Dynamiczny wzrost może być problemem. Wystarczy wspomnieć pojęcie długu technologicznego. Problem ten zna doskonale każdy menadżer pracujący w sektorze, który w nawet niewielkim stopniu jest zmuszone korzystać z usług IT. Brak inwestycji w nowoczesne rozwiązania, najlepiej samoaktualizujące się, po jakimś czasie sprawia, że firma marnuje zasoby na odbugowywanie i obsługę procesów, które mogłyby być automatyczne.

W przypadku odstającego od rynkowych trendów front-endu np. niedostosowania strony do urządzeń mobilnych, firma traci klientów na rzecz konkurencji, która te standardy spełnia. Innymi słowy, tak – dynamiczny wzrost bez innowacji może być przyczyną problemów. Kłopoty pierwszego świata? Klęska urodzaju? Firma, która stoi na glinianych nogach może nie unieść ciężaru zleceń… nie ma tutaj nic odkrywczego. Silny rozwój e-commerce sprawia, że również e-sklepy muszą się z troskami tego rodzaju.
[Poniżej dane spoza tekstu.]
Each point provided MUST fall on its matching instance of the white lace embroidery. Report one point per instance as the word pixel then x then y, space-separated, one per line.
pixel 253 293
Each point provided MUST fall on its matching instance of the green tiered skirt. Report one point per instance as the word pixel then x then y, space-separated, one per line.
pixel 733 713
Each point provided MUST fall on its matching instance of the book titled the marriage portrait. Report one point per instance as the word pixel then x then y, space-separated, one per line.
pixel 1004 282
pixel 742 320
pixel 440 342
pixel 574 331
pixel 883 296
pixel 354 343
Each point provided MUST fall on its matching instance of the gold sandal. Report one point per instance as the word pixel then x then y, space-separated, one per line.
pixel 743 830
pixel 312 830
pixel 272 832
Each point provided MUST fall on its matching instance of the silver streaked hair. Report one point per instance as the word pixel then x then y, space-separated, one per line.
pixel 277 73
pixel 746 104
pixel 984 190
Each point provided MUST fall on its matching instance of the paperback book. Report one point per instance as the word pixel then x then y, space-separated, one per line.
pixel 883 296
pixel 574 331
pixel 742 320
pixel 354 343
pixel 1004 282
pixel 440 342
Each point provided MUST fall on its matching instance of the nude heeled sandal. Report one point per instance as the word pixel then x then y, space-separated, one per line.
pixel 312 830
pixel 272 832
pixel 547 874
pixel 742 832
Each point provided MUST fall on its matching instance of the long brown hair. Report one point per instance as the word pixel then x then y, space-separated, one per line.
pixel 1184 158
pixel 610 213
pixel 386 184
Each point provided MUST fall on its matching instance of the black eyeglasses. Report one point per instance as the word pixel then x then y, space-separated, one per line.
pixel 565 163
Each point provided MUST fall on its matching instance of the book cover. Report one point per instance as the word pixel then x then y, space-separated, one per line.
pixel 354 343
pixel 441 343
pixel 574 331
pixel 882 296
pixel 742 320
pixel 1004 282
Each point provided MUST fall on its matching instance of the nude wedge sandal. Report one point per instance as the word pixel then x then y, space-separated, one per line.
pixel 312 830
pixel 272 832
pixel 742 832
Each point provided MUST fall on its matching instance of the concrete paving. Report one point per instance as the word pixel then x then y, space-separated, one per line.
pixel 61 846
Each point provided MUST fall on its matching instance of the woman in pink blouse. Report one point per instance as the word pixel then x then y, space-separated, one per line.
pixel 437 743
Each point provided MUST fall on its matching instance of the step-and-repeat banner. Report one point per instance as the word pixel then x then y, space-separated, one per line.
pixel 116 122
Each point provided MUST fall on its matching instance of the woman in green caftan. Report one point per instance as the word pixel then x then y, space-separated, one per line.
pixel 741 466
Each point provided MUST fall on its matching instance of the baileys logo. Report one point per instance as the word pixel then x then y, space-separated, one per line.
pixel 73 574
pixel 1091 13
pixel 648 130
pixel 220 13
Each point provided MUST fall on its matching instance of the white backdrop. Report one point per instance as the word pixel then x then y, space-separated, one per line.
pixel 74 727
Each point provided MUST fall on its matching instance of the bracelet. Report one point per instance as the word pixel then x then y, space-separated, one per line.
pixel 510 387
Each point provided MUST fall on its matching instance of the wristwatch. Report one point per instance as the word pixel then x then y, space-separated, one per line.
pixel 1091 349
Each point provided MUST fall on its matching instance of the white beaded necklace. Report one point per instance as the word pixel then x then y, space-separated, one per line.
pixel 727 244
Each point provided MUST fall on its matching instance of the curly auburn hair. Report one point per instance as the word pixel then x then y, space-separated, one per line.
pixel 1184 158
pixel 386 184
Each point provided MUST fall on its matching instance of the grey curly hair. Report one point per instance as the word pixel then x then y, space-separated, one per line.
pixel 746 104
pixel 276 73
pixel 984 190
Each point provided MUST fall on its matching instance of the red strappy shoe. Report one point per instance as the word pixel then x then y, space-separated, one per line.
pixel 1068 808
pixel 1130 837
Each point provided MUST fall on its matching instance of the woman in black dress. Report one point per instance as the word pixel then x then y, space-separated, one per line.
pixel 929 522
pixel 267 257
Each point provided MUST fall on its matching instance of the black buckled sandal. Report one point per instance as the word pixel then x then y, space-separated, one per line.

Drogerix rozpoczął rozpoczą działalność w 2008 roku. Wówczas sklep wdrożono na bazie programu z licencją własną.

– Wraz z większym doświadczeniem i kolejnymi latami działalnościami w internetowym handlu, trafiliśmy jednak na jego ograniczenia. I postawiliśmy sobie pytanie – co zrobić, aby sklep mógł się dalej rozwijać w tym samym tempie? – mówi Rafał Pulchny, właściciel Drogerix.pl

Czym różni się pudełko od SaaS-a?

Różnica między programem pudełkowym (na licencji), a dostępnym w formie usługi w chmurze (SaaS – Software as a Service) polega na formie dystrybucji i dostępu do kodu źródłowego. Pierwsze można porównać do zakupu samochodu. Trzeba zapłacić dużą cenę, a później można zrobić z autem co się chce, dbając o to, żeby jakoś działało. Drugi przypadek przypomina leasing – płaci się małą miesięczną kwotę, określoną w umowie. Jednak, żeby dobrze zrozumieć działanie SaaS-u trzeba dodatkowo wyobrazić sobie, że gdy pojawia się nowy, lepszy model samochodu… to leasingodawca za darmo daje go klientowi zamiast starego, a przy tym wciąż dba o wszystkie aspekty jego działania.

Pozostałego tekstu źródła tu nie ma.